Daily Click: Henry Wellcome's House of Wax

Guest blog by Katrina Ray, a PhD student at Imperial College, working as an intern at PLoS Medicine

Had an unsuccessful night body-snatching? Don’t panic, the Exquisite Bodies Exhibition at the Wellcome Collection, London (until 18th October), has a solution. A distinct lack of fresh cadavers in the 17-19th centuries led to the creation of life-like models, mostly made of wax, but also made of wood and ivory, of human bodies and body parts. They were used not only to educate medical students, but were the first time the general public, both men and women, could learn about the workings of the human body.

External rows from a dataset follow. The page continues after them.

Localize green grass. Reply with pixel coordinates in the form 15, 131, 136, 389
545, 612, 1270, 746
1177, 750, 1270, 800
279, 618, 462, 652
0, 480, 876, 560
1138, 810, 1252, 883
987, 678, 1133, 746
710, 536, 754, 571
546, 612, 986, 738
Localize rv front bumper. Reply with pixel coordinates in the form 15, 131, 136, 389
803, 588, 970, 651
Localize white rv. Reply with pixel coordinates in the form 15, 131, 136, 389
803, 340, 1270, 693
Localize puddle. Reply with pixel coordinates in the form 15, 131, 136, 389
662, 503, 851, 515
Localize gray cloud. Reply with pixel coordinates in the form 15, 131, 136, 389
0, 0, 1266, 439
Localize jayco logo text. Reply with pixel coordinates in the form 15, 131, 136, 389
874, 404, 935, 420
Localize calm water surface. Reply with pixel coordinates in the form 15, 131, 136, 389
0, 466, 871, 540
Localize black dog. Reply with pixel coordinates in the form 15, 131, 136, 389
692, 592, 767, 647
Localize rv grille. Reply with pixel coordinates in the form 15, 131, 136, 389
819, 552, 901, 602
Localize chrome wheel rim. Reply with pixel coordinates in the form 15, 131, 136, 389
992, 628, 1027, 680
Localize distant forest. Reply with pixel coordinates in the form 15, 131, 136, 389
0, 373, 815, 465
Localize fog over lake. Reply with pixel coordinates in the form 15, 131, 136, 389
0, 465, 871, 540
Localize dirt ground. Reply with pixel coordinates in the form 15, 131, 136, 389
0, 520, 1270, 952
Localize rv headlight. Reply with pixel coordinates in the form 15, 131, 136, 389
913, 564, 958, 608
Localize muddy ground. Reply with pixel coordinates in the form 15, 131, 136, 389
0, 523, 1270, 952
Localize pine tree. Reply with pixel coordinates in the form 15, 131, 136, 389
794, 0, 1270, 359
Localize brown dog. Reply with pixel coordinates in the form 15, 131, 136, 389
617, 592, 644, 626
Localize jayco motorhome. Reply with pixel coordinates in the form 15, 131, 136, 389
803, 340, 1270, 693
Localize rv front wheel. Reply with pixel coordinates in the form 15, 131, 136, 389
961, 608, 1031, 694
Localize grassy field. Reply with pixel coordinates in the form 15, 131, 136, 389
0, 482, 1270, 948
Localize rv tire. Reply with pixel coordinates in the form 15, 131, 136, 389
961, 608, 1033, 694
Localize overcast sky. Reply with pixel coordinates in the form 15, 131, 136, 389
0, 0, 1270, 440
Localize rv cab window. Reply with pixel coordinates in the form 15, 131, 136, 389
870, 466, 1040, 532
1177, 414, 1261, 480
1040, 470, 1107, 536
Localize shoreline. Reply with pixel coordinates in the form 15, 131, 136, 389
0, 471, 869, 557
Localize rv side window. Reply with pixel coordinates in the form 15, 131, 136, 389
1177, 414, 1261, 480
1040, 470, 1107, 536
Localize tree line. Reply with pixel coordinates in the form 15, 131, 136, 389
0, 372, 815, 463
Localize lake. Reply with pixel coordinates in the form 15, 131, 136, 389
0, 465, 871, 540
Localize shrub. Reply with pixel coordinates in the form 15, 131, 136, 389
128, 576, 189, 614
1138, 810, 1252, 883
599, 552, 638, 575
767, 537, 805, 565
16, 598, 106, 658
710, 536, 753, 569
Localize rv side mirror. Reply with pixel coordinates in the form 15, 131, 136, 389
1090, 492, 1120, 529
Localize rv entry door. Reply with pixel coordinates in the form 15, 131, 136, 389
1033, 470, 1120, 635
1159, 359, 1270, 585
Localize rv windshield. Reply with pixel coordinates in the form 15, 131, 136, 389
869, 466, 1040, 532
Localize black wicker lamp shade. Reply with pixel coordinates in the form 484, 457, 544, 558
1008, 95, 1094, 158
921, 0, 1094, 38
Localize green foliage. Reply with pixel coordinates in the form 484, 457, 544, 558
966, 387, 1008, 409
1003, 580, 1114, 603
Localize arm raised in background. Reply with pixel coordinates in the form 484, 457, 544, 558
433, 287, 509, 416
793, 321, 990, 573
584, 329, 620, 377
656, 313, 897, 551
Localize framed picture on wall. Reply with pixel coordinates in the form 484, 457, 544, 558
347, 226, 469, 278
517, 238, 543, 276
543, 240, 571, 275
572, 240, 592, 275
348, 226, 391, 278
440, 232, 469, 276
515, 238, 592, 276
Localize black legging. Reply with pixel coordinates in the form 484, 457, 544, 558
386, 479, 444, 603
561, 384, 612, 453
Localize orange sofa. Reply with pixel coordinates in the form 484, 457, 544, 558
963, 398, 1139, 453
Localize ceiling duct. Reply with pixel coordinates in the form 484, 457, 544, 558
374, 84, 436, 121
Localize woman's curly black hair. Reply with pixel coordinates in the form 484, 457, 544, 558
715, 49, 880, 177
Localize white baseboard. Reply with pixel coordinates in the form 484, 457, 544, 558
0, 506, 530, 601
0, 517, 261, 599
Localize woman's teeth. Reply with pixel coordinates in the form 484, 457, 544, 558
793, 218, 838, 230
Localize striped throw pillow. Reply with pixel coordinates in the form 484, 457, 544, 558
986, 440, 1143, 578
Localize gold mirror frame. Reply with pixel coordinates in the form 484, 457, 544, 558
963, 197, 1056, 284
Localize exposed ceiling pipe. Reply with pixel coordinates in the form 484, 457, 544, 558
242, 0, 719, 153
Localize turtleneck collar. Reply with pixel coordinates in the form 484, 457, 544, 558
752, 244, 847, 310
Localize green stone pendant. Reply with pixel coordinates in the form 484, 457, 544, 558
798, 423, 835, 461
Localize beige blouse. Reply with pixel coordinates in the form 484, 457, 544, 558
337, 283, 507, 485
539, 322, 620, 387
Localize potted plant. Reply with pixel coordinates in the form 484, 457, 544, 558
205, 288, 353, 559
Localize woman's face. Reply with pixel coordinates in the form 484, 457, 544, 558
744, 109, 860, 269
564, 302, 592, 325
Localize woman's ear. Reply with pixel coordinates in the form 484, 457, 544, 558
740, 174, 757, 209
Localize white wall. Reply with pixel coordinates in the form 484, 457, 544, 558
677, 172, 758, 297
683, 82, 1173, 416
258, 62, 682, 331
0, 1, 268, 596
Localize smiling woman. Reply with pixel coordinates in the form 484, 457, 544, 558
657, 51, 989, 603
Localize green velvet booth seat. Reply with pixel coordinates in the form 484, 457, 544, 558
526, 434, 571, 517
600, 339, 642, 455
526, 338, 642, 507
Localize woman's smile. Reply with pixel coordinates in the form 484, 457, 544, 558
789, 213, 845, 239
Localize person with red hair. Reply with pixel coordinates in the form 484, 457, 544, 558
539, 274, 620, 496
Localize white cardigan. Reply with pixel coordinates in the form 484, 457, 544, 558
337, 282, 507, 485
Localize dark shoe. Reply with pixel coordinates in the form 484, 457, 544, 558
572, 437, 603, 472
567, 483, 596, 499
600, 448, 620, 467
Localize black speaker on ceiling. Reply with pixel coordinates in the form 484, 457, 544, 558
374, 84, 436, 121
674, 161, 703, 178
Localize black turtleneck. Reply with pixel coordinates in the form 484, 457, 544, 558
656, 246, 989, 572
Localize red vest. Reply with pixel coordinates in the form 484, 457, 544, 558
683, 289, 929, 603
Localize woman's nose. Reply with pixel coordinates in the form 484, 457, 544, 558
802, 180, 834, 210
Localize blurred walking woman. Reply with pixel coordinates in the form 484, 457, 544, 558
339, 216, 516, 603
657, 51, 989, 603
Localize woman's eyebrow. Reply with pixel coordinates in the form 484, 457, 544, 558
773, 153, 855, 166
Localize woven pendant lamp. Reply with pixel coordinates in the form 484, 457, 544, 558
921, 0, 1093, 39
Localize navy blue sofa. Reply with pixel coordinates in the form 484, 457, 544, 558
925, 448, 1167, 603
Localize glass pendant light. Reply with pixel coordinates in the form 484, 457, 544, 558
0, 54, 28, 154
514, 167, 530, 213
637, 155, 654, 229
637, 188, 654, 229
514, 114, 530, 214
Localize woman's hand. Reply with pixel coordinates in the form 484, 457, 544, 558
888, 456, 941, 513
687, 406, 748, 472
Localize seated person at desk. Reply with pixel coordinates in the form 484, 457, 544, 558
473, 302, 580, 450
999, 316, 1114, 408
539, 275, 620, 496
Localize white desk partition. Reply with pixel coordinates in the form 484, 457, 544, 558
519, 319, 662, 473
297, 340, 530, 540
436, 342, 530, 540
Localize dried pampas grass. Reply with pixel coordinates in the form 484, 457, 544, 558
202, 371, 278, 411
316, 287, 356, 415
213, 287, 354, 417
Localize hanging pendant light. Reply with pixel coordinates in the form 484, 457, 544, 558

Anatomical model museums were a Victorian peep show of anatomy, art and horror. The centrepiece of each show was usually an “Anatomical Venus”, an alluring and beautiful model of a woman, usually pregnant, with removable parts that could be virtually dissected and often instructed female visitors to “know thyself”.

Perhaps the most startling models are those made by Joseph Towne, a remarkable model-maker who spent his entire working life at Guy’s Hospital, London. His intricate and ultra-realistic waxworks won him acclaim in both the medical and art worlds and are still used for teaching to this day.

The exhibition’s curator, Kate Forde, has assembled a snapshot of the medical issues and views of the day; pregnancy, infectious disease (syphilis, TB, smallpox) and alcohol and drug addiction. It’s disturbingly graphic and grim in places (one look behind the red velvet curtain and you’ll be off to the GUM clinic) but take a risk and you should enjoy a fascinating insight into medical history.